NANAIMO – Re: City can’t afford to replace dams, Letters, May 4.

To the Editor,

Re: City can’t afford to replace dams, Letters, May 4.

Charles Thirkill does a disservice to public debate on the question of the Colliery Dam Park dams by imputing irrational, egotistical motives to those who wish to see them saved.

The presentations of the Colliery Dam Preservation Society (to which I do not belong) are certainly not in that category, nor are most of the letters that have inundated the local press in recent weeks.

Thirkill should also pay attention to the facts. The reports just released do not suggest that $20 million will be needed for the fix. In fact, under one possible scenario the net extra cost is $3 million above the cost of demolition at $5.5 million.

Under any scenario the latter is the minimal expenditure required. Three million dollars is what the city found recently, and quite readily, to purchase the old Finlayson property at Neck Point.
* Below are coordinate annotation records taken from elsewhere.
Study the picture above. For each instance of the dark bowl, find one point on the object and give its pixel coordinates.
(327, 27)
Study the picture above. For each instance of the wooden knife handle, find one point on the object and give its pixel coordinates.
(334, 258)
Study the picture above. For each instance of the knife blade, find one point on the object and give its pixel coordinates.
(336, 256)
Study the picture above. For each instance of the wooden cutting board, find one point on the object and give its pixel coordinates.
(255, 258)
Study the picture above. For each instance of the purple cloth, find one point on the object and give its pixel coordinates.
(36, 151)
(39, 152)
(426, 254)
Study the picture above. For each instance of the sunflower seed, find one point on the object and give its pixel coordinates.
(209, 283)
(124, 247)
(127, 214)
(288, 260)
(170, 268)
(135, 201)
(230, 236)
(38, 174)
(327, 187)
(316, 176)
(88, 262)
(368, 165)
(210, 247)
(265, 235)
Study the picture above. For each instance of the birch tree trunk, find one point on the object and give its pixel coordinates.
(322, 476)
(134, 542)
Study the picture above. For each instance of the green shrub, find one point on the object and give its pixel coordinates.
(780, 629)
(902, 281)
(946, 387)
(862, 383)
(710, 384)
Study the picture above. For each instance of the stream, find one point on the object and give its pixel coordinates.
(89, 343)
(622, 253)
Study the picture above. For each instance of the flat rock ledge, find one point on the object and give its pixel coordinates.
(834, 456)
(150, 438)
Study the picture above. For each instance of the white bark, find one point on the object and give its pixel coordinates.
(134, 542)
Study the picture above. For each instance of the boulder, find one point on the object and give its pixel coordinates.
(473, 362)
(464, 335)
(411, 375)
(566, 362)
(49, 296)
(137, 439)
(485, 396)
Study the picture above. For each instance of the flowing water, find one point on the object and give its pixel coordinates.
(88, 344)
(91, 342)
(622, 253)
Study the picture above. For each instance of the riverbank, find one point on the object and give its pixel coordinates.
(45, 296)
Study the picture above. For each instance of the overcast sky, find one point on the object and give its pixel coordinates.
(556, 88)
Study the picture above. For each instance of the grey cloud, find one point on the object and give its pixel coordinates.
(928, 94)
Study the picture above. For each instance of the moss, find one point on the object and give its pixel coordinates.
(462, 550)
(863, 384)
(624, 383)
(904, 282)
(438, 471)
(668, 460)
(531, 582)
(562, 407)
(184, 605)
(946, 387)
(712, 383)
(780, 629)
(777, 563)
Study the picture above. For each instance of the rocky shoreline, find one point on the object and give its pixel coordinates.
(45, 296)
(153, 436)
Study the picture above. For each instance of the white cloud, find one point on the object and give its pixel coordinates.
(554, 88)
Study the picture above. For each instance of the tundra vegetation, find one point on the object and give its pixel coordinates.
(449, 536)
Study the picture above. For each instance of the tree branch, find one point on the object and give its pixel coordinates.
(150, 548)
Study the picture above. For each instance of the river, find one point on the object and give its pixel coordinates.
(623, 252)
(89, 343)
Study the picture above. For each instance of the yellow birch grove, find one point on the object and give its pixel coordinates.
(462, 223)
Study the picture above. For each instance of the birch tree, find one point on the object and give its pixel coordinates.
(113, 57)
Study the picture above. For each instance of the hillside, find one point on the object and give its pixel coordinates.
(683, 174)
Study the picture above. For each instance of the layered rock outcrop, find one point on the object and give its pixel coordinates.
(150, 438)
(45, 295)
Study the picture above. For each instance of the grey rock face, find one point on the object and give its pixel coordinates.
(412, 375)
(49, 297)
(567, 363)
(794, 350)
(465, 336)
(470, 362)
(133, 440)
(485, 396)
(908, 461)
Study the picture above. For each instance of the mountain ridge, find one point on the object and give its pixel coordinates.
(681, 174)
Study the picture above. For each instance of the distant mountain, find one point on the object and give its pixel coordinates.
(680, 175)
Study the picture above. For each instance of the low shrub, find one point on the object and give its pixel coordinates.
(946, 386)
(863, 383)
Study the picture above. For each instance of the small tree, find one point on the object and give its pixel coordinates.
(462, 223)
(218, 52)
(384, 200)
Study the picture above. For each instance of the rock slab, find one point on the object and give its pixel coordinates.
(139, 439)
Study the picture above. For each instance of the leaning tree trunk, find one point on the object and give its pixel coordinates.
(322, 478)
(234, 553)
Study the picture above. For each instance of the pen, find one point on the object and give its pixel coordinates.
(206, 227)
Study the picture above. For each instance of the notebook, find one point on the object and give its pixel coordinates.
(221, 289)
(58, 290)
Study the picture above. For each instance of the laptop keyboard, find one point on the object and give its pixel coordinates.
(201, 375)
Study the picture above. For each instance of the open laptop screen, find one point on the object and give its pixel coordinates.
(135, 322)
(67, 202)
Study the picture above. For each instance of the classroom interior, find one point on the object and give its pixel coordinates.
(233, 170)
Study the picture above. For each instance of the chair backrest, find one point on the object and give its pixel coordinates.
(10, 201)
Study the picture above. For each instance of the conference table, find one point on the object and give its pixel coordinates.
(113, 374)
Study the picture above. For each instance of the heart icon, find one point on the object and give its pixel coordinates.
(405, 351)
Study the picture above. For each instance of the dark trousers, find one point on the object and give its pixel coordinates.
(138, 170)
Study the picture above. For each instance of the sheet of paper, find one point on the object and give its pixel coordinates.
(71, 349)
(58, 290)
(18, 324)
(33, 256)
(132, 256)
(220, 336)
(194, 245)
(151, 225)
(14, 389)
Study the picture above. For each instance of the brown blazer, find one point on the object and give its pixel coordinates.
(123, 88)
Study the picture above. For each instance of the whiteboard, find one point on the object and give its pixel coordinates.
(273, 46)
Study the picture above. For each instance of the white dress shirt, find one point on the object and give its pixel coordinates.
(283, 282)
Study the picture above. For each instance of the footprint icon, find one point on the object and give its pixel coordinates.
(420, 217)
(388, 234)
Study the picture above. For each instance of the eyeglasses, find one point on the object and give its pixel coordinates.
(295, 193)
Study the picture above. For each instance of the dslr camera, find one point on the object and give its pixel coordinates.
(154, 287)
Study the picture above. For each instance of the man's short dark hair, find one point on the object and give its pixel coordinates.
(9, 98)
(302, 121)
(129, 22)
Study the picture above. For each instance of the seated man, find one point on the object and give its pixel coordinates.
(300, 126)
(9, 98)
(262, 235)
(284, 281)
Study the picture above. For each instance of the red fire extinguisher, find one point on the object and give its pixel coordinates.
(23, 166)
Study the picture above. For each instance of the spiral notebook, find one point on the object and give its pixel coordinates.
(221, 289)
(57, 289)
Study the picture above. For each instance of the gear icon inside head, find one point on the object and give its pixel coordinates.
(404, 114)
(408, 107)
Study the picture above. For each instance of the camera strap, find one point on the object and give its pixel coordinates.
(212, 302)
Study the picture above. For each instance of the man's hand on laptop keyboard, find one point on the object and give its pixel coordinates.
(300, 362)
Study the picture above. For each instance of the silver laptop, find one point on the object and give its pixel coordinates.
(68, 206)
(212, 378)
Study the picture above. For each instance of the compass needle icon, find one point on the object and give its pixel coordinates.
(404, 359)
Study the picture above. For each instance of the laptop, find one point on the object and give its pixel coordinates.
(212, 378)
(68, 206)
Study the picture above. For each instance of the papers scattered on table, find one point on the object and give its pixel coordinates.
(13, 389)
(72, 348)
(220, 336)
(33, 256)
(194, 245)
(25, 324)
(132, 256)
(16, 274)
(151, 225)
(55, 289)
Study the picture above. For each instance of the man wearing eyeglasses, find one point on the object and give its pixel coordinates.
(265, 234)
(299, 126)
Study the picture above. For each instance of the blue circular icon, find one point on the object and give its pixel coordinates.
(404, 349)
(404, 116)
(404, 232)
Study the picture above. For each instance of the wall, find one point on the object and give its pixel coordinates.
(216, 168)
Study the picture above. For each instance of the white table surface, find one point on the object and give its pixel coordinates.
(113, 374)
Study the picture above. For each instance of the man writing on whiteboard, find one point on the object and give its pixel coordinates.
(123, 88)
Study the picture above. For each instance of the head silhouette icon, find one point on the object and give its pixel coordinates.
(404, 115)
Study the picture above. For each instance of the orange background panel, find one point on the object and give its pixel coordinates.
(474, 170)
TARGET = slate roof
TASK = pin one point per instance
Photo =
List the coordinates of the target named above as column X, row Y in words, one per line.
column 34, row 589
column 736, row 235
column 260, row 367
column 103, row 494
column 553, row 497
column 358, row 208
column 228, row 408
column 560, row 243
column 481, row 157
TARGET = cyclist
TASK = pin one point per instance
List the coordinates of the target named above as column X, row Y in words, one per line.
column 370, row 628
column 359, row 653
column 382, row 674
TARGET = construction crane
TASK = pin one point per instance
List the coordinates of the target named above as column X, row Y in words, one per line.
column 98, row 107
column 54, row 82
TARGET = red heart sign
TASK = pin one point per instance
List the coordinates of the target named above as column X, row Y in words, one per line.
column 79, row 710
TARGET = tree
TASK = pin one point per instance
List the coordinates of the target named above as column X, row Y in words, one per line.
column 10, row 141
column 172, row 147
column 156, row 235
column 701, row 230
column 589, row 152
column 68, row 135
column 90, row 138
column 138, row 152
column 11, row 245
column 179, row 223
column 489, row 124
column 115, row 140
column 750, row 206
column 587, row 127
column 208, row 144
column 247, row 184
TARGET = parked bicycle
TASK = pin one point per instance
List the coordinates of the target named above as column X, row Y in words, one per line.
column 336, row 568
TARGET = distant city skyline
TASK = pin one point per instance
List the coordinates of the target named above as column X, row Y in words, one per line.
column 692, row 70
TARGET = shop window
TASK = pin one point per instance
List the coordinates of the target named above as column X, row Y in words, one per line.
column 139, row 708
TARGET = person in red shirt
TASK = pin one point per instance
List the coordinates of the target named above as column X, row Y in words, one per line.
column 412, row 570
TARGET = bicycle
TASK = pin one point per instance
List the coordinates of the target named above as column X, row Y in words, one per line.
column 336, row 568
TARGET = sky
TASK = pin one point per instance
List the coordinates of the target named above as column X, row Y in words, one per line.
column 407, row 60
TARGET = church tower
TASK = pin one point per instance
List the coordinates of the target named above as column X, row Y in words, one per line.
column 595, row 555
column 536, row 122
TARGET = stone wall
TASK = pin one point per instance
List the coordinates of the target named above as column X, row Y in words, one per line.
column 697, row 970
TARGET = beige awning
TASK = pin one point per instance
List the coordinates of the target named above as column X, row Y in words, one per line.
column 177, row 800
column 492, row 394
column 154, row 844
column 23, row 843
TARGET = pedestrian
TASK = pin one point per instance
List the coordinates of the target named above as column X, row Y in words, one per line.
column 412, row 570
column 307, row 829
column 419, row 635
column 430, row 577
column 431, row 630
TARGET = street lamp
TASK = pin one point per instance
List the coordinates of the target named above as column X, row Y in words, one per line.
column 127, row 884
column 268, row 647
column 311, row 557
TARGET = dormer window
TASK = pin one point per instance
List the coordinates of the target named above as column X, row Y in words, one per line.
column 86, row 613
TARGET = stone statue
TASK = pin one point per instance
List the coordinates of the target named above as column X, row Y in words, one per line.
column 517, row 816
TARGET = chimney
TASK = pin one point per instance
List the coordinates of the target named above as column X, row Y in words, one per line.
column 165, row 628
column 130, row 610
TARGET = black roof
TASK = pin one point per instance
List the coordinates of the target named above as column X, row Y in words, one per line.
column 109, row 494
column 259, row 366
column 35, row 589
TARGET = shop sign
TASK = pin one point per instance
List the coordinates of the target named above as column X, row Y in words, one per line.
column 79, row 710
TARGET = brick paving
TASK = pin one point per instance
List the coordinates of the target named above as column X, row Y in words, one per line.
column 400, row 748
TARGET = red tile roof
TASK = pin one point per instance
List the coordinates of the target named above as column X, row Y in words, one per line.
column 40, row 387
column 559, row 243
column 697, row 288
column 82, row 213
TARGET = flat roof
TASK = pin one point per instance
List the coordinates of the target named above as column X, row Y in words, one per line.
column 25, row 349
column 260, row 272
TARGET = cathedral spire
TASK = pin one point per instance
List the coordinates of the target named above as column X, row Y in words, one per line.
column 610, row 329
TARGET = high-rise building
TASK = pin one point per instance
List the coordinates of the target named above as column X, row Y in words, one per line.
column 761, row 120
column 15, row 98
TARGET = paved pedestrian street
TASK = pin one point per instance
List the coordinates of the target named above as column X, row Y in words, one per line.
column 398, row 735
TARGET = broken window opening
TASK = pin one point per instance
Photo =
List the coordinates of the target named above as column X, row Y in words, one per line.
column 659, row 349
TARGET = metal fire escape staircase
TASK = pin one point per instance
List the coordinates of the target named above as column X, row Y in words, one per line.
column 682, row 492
Further, the under-utilized cruise ship facility has nothing to do with this particular situation –  that’s the Nanaimo Port Authority’s responsibility and mercifully property taxation is not required to keep it going.

Although Thirkill is keen on seeing the Chase River returned to the salmon fishery, he provides no estimates of the possible financial benefit or the extra cost of rehabilitating the entire river system to make that possible.

On the other hand, the community has clearly come to love and support the dams and the park.  And clearly the public sees the dams as integral to the park.

The best way for council to deal with this situation is to let the public decide by referendum whether it supports putting money into either the restoration or the reconstruction of the dams.

If the surprisingly less expensive reconstruction option can be made to emulate the appearance of the structures now in place, it may well be the preferred course of action — but the public should make the call. If necessary, the dams can be drained until a referendum is held coincidental with the next civic elections.

Finally, not to be forgotten in the overall picture is the fact that the Colliery dams are one of the few visible reminders of the industry that built Nanaimo and sustained it for the better part of 100 years. They have high heritage value.

The past is important to our understanding of who we are — and for many additional reasons it can serve our future very well.